(Mario Berardi)
La campagna elettorale per il referendum e le regionali ha rallentato gli impegni per la ripresa economico-sociale: il premier Conte, con la scelta del silenzio, ha di fatto rinviato le principali misure a dopo il 20 settembre, con il rischio di una corsa affrettata nella preparazione del bilancio statale per il 2021 e del Recovery-fund. Anche la scuola, dopo il “commissariamento” da parte del Governo della ministra Azzolina, è finita nel tritacarne della polemica politica, nonostante la priorità invocata dal presidente Mattarella.
Due temi delicatissimi (i migranti e l’aborto) sono stati strumentalizzati in modo improvvido. La destra, con il governatore della Sicilia Musumeci, sostenuto dall’accoppiata Salvini-Meloni, ha chiesto la cacciata dei profughi dall’isola, affermando la loro primaria responsabilità nella diffusione del Covid 19; ma i dati scientifici hanno smentito questa tesi mentre la cronaca ha evidenziato lo scandalo delle discoteche, in primis quelle della Sardegna guidate dal “negazionista” Briatore. Sull’altro versante, il leader della sinistra e ministro della Sanità Roberto Speranza ha improvvisamente cambiato, con una circolare ferragostana e senza alcuna riunione di Governo, la legge 194 sull’aborto.
Come hanno documentato “Avvenire” e “Osservatore romano” il ministro ha stravolto la legge sul compito dei consultori: da strumenti per salvare vite umane a presidi per le pratiche abortive. Il Parlamento esautorato!
È sorprendente che mentre si discute con il referendum sul numero dei parlamentari e sui loro compiti, un Governatore e un Ministro si muovano come se avessero pieni poteri costituzionali. Per la verità il Tar siciliano ha bloccato Musumeci, mentre Speranza non è stato corretto dalla sua maggioranza: silenzioso Conte, ma silenziosa anche la componente cattolico-democratica proveniente dalla Margherita.
I due blocchi (centro-destra, centro-sinistra) sono dominati dai problemi interni: anche l’ottimo Mario Draghi, ex presidente BCE, ne ha fatto le spese, con l’archiviazione de facto del suo intervento riformista al Meeting di Rimini. Salvini e Meloni non vogliono il “Governissimo”, perché puntano a elezioni anticipate, nonostante il dissenso di Berlusconi; Pd, M5S e Italia Viva litigano sulle alleanze, sul Mes, sulla nuova legge elettorale e sullo stesso voto referendario. Emerge una questione di identità delle forze politiche: nel centro-destra, di fronte al massiccio sostegno di Bruxelles all’economia italiana, c’è un problema di coerenza con l’aperto euro-scetticismo della Lega e, in misura minore, di Fratelli d’Italia; nei pentastellati permane la divisione tra i nostalgici dell’opposizione (Di Battista) e i governativi (Di Maio); nel Pd va chiarita la scelta strategica: mediazione tra il filone ex Popolare e quello ex Ds o collocazione nell’area radical-socialista?
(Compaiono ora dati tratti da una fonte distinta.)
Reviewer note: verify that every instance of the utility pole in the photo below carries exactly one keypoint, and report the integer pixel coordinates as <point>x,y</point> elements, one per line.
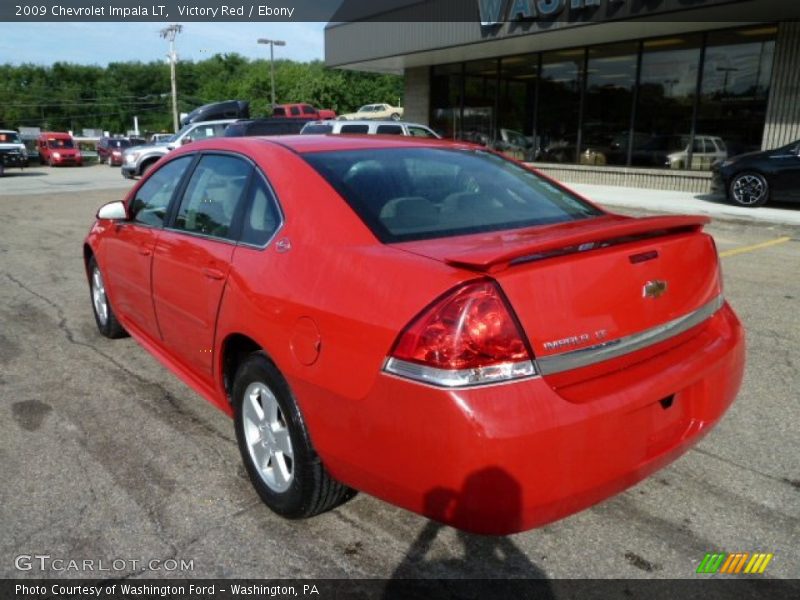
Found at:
<point>169,33</point>
<point>272,44</point>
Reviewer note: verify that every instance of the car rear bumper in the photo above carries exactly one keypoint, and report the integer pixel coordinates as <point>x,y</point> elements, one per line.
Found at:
<point>507,458</point>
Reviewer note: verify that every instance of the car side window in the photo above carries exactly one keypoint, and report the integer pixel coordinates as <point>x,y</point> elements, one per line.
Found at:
<point>390,130</point>
<point>263,217</point>
<point>213,195</point>
<point>206,131</point>
<point>355,129</point>
<point>149,206</point>
<point>420,132</point>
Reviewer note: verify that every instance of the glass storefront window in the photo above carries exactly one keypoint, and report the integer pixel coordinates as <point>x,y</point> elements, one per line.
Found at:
<point>667,89</point>
<point>626,104</point>
<point>480,91</point>
<point>735,87</point>
<point>516,105</point>
<point>446,91</point>
<point>610,81</point>
<point>559,104</point>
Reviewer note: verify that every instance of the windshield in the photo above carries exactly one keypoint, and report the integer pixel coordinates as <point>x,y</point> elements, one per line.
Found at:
<point>60,144</point>
<point>405,194</point>
<point>9,137</point>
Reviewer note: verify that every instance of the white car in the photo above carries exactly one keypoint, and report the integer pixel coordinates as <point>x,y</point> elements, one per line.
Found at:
<point>369,128</point>
<point>375,111</point>
<point>706,151</point>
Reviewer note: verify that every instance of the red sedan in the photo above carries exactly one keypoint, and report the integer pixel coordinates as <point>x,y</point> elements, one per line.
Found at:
<point>424,321</point>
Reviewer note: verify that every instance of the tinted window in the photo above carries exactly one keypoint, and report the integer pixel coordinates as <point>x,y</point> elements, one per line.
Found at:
<point>417,193</point>
<point>354,129</point>
<point>9,137</point>
<point>390,129</point>
<point>150,204</point>
<point>262,218</point>
<point>207,131</point>
<point>60,143</point>
<point>317,129</point>
<point>212,196</point>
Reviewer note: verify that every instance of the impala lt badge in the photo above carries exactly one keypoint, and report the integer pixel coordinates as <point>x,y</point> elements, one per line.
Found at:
<point>654,289</point>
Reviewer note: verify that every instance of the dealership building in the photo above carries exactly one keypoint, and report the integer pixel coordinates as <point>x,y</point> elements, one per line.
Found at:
<point>620,92</point>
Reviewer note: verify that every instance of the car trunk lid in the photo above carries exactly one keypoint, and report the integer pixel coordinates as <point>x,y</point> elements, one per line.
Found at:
<point>603,282</point>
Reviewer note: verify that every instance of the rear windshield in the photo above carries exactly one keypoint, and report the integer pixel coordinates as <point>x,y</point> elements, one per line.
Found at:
<point>9,137</point>
<point>60,143</point>
<point>405,194</point>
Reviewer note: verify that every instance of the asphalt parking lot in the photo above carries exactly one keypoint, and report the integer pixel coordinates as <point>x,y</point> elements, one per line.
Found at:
<point>105,455</point>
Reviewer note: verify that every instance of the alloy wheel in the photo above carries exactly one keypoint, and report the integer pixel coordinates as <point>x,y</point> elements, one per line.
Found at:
<point>749,189</point>
<point>267,436</point>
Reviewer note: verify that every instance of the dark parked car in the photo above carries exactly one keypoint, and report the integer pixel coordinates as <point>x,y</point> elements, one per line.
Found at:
<point>268,126</point>
<point>229,109</point>
<point>755,178</point>
<point>109,150</point>
<point>12,151</point>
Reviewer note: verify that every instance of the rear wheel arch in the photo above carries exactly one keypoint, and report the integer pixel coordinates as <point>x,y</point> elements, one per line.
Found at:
<point>236,348</point>
<point>88,255</point>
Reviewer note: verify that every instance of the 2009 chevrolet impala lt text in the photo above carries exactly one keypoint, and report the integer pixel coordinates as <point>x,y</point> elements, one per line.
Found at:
<point>421,320</point>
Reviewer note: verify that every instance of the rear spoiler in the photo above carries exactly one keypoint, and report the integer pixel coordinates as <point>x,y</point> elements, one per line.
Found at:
<point>569,238</point>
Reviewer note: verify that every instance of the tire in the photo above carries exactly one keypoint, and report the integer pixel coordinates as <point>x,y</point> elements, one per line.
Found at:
<point>276,450</point>
<point>749,189</point>
<point>104,315</point>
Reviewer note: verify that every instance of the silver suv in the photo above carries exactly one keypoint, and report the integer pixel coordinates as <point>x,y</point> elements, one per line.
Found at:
<point>136,160</point>
<point>369,128</point>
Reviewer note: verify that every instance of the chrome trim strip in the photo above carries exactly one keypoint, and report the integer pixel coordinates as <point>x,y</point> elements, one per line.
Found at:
<point>452,379</point>
<point>574,359</point>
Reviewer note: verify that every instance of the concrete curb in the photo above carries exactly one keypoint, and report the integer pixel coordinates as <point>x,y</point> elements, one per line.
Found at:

Ma anche Renzi ha i suoi problemi: quarta gamba del centro-sinistra o nuova formazione centrista coi Radicali e l’ex ministro Calenda?
Al clima confuso dà un contributo rilevante anche il presidente di Confindustria, Bonomi, che ogni giorno chiede la caduta del Governo Conte e una radicale priorità di fondi per il mondo dell’impresa. Anche Draghi ha chiesto riforme strutturali, ma non ha negato i sostegni alle fasce più deboli.
L’Istat ha certificato che tre milioni di italiani vivono con il reddito di cittadinanza (con una media di 516 euro mensili); dove andrebbero senza questi aiuti in una situazione di accresciuta povertà per il Covid-19? E anche i 600 euro alle partite Iva non vanno disprezzati in una così grave recessione (ed è stata una vergogna che alcuni parlamentari e consiglieri regionali ne abbiano approfittato).
Tra metà ottobre e fine anno il Parlamento dovrà discutere l’utilizzo di oltre duecento miliardi di euro tra gli aiuti europei del Recovery-fund, il Mes (per la sanità), il Sure (per cassa-integrazione e nuovo lavoro); è una cifra immensa che non può essere utilizzata secondo criteri politici o secondo la voce di chi grida di più (contando sull’appoggio di alcuni grandi media).
È necessario coniugare il riformismo invocato da Draghi con l’attenzione ai più poveri e disagiati, secondo il costante appello di Papa Francesco contro “l’economia dello scarto”. S’impone uno spirito unitario e solidale, come nella prima fase della lotta alla pandemia.